A23E-0375
Inter-variable relations in regional climate model outputs

Tuesday, 15 December 2015
Poster Hall (Moscone South)
Renate Wilcke, Swedish Meteorological and Hydrological Institute, Norrköping, Sweden, Richard E. Chandler, University College London, Dept. of Statistical Science, London, United Kingdom and Andreas F Prein, National Center for Atmospheric Research, Boulder, CO, United States
Abstract:
Regional climate models (RCMs) intent to provide physically consistent climate data to the climate change impact research community. However, the effects of parametrisations of unresolved sub-grid processes and systematic biases in the model output requires not only a post-processing in form of bias adjustment but also an analysis of inter-variable relations. Many impact models require several climate variables as input data, which makes it necessary to check if the inter-variable dependence structure is simulated realistically by RCMs.

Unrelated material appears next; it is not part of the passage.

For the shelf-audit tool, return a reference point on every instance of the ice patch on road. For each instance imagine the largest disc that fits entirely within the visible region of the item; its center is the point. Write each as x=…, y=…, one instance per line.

A common practice is to bias adjust RCM output variables to improve their individual distribution and mean climate characteristics. This can be done by empirical bias adjustment procedures such as quantile mapping. However, applying statistical bias adjustment procedures on individual variables may alter the inter-variable relationships given by the climate model and hence distort the physical consistency.

In our study we examined the inter-variable relations of RCM output variables by using estimates of conditional probability density functions for pairs of variables. Conditional densities obtained from multiple European RCMs were compared with those obtained from observations. We quantified the extent to which these conditional density estimates are distorted by an empirical bias adjustment procedure.

Additionally, the influence of the model physics on the representation of inter-variable relations is analysed for a 24 member perturbed physics ensemble of WRF simulations in the U.S.. Here, multiple observational data sets were used to address the influence of observational uncertainties on the analysis. Finally, the results obtained from the European and U.S. modelling initiatives are compared to provide a common basis on the representation of inter-variable relations in RCM outputs.